One concept for this type of ship that came under consideration was the Altair-class, which had previously been submitted (without being approved) for both the USS Voyager and Enterprise NX-01. Doug Drexler recalled, "I would sleek it somewhat, and rebuilt it in Lightwave. No luck that time either (although the engines would end up on the approved J ship)." [X]wbm A computer-animated sequence showing the exterior of this design while in spaceflight was generated while the idea of using it as the Enterprise-J was still being considered. (The sequence can be viewed herewbm). [X]wbm Once the approved Enterprise-J saucer section was mated with the Altair-class wingship, the design became known as the Congo-class, which turned out to be another unapproved runner-up for the eventual Enterprise-J design. [X]wbm

An official class name for this type of ship has not been confirmed, although Doug Drexler approves of "Universe-class." [X]wbm He also estimates the length of the vessel as being about two miles. [X]wbm Drexler saw the Enterprise-J "as a multi-generational vessel, that had large parks, entertainment zones, and entire universities on board. The ship is so large that turbolifts would be replaced with site to site transporters. [It] had one deflector, recognizably descended from the NX. I opted for spindly nacelle struts because I felt it suggested a technology beyond what we were familiar with. They are beyond transwarp. They can fold space, and they are exploring other galaxies besides the Milky Way." [X]wbm

Set designer Lee Cole was involved in planning the Enterprise-J's interior, a task she considered "one interesting thing I did." She went on to relate, "That was really startling when they said 'OK, you're going to do a future ship that goes even further into the future.' We're already in the future, and now you have to think of what the future looks like 400 years ahead of Archer's future! This set looks like a big graphic design because it has all these plant-on panels in very intricate designs and from different sources of inspiration." (Star Trek: Communicator issue 152, pp. 42-43) The doors shown in the corridors aboard the Enterprise-J appear to be the same used aboard Deep Space 9.

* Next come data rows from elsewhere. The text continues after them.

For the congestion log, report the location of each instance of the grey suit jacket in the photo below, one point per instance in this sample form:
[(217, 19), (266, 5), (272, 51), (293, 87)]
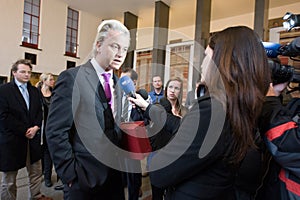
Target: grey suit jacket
[(81, 131)]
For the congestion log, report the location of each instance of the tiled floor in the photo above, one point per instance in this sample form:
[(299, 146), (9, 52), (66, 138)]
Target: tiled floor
[(22, 183)]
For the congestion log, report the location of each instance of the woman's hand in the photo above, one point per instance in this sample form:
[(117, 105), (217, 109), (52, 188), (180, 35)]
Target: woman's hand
[(275, 90), (139, 101)]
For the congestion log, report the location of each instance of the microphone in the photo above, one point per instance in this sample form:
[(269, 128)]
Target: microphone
[(272, 49), (292, 49), (127, 86), (143, 93)]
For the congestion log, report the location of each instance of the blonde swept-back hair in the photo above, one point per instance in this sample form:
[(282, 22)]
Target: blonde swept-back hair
[(178, 105), (103, 29), (43, 77)]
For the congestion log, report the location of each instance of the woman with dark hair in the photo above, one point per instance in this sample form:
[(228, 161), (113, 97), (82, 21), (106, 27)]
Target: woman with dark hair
[(215, 135)]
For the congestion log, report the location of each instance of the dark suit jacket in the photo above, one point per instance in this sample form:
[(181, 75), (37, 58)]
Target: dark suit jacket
[(15, 119), (190, 98), (81, 132), (197, 167)]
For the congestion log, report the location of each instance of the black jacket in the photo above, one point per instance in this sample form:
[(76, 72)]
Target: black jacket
[(193, 164), (15, 119), (81, 130)]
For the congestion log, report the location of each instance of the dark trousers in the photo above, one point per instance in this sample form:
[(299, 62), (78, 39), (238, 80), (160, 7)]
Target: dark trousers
[(157, 193), (47, 162), (112, 189), (134, 182)]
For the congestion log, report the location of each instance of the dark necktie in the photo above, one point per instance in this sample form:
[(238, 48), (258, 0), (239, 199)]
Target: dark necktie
[(25, 94), (107, 90), (125, 110)]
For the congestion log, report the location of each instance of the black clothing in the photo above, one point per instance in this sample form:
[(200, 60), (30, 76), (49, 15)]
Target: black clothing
[(198, 167), (15, 119)]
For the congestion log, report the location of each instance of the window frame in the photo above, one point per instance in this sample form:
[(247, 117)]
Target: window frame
[(72, 33), (31, 18)]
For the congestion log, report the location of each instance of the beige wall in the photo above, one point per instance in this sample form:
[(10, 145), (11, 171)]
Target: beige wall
[(50, 57)]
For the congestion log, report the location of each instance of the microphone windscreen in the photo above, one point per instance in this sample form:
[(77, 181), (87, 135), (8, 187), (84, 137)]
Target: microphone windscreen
[(126, 84), (143, 93), (272, 49)]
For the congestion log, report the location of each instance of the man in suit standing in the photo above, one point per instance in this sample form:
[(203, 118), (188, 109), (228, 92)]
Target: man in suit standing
[(129, 113), (158, 92), (82, 130), (20, 121)]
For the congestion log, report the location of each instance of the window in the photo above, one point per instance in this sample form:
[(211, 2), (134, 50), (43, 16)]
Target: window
[(70, 64), (31, 18), (72, 32)]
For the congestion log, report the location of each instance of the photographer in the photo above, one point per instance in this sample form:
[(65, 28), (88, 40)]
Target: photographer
[(281, 136)]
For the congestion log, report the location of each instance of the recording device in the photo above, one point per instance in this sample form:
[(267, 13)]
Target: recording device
[(143, 93), (274, 49), (280, 73), (201, 90), (127, 86), (291, 21)]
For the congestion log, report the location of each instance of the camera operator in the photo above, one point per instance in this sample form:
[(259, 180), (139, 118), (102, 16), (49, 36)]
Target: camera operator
[(281, 136)]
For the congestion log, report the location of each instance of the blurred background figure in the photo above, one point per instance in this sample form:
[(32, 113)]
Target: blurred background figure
[(157, 93), (45, 85), (20, 122), (174, 93)]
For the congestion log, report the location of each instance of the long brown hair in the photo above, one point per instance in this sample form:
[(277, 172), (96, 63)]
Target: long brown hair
[(243, 70)]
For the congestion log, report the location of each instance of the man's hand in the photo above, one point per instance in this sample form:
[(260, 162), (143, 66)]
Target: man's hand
[(30, 133), (139, 101), (275, 90)]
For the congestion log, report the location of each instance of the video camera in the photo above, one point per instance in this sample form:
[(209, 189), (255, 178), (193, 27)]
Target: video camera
[(284, 73)]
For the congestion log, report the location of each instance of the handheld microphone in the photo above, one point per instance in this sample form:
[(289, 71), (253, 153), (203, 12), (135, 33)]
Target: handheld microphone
[(143, 93), (127, 86), (272, 49), (292, 49)]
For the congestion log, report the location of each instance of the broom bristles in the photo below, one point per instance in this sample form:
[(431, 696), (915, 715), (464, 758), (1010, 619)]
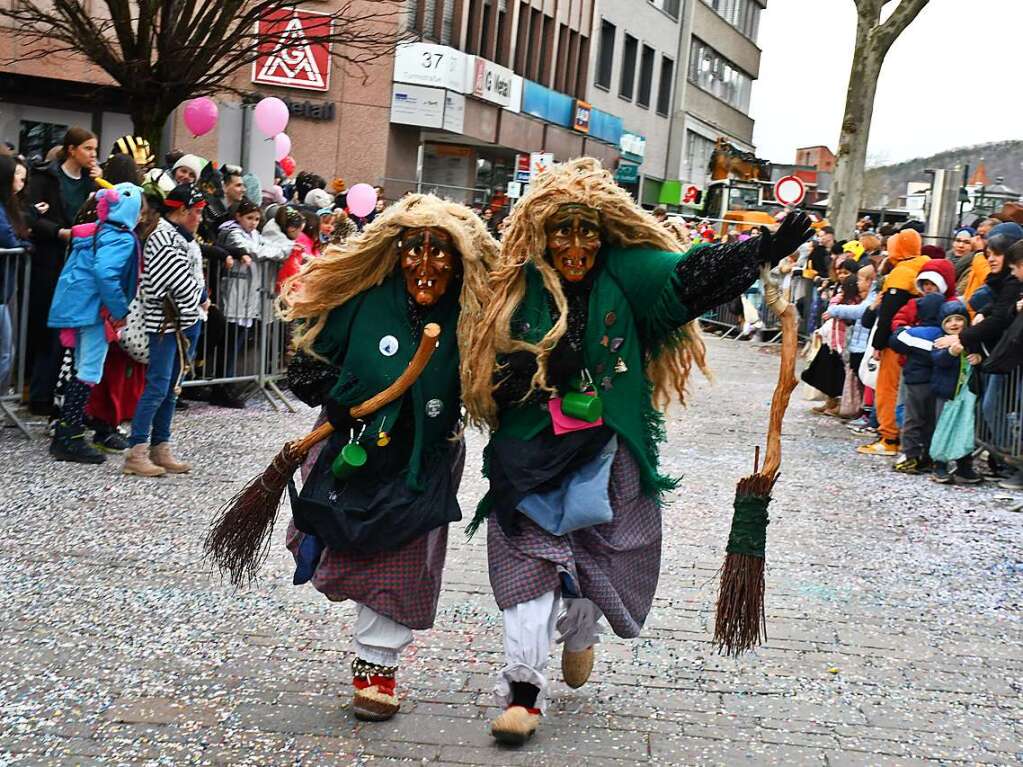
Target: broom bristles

Scenic artist James Van Over contributed to the design of the Enterprise-J's interior by rendering some on-board graphics. "We needed futuristic monitors, and Jim Van Over did some wonderful video for those," remembered Lee Cole. "I had circular monitor screens in different shapes, and when he put his stuff onto the television monitors it was quite a trick to get them to line up. But the finished product was amazing–his radiuses fit exactly inside my radiuses." (Star Trek: Communicator issue 152, p. 43)


The 2005 Star Trek: Ships of the Line calendar later featured a specially-created, fully-rendered image of the Enterprise-J in flight.